Are stairs leading to a fall?
Tenants say damaged steps are dangerous
What do you get when you cross two classic rock songs, Led Zeppelin's "Stairway to Heaven" with AC/DC's "Highway to Hell"?
Answer: Stairway to Hell.
In other words, residents say, those crumbled steps leading to and from their apartments at the Faneuil Gardens public housing development in Brighton.
By their count -- and, yes, they have counted -- there are 110 individual steps there that are in need of immediate fixing.
Tenant leaders say that for a year they have been complaining about fragile hallway stairs that include missing tiles, bent metal lips, shaky underpinnings, and at least one rubber stair mat that's as secure as a banana peel.
"It's scary," says longtime tenant Donna Criel , who braces her every ascent and descent by gripping a banister.
Tenant Maurice "Chip" Woods says that several years ago his feet fell through one of the steps, and he had to stay propped on his elbows, legs dangling, for 10 to 15 minutes until he was rescued by a passerby who heard his screams.
"Thankfully," says Woods, 53, "a girl I knew walked by."
The Boston Housing Authority says it has been solidifying the worst steps at the development on an emergency basis, and 10 days ago began a $15,000 project to mend more than 100 fractured stairs there.
An agency official chalked up delays on fortifying the stairways to several factors: determining the scope of work; needing to secure state funding during a budget crunch; putting the job out to bid; and waiting for materials to arrive.
"We're careful in our decision-making process to make sure we're making appropriate repairs in the best and most expeditious way possible," says Lydia Agro , a BHA spokeswoman.
Meanwhile, Agro says more than $2 million targeted for a general overhaul of Faneuil stairs, which were frozen under the Romney administration, has recently been unloosed. The BHA says it hopes to begin a major stair replacement there in 10 to 12 months.
But residents say that not only have Housing Authority officials dragged their feet on stair repair, those officials also have trampled on tenants rights' by leaving them in the dark about fix-its.
"The task force is supposed to be involved every step of the way," says Ruth Stone , 55, cochair of the Faneuil Gardens Tenant Organization. "That hasn't happened."
Agro says the agency has done its best to keep tenants in the loop. "The residents have been very proactive," she says. "They deserve credit for their advocacy."
But tenant leaders say they remain confounded about the authority's plans to bolster the stairs.

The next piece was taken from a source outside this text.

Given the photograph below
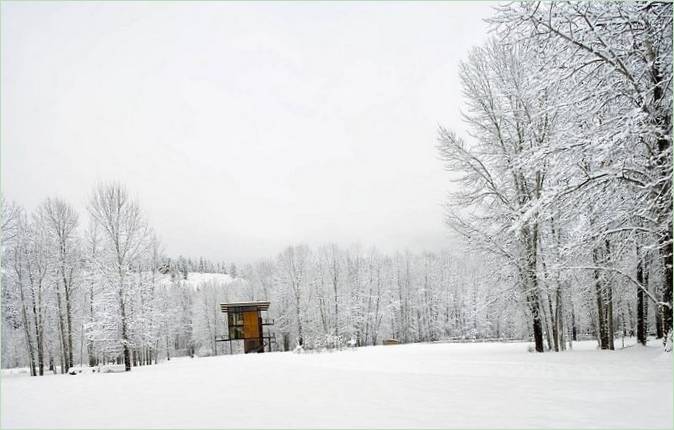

For instance, while the BHA says it will pay Stone and another tenant leader $10 an hour for 35 hours each to help facilitate the current stair stabilization, Stone says the authority had not provided her an advance work timetable so she could actually earn her money by notifying tenants exactly when the steps would be temporarily out of commission.
In that state of confusion, fleeting rumors about Faneuil's future have begun to solidify into panicky dismay.
Given the 1950 development's proximity to students from Harvard, Boston College, and Boston University, tenant leaders say they worry that the money set aside for rehab will instead be used for a total makeover that will lead to young collegians taking their places.
Their 254 units of low-income housing, they fear, will turn into a mélange of mixed-income apartments, as recently occurred at the BHA's Maverick Landing development in East Boston, and some will be left to find a new home.
"Who knows?" says Criel.
But Agro says there is no substance to the speculation.
"A redevelopment like that for Faneuil is not planned," says Agro, adding that anyone in good standing who wanted to return to Maverick did.
Ana Vega, 61, has lived at Faneuil for 28 years and says she happily raised three children there. Before delivering a homemade meal of chicken, rice, and broccoli to a sick neighbor, Vega says, "I will die here."
She just doesn't want to hasten it by tripping on the stairs.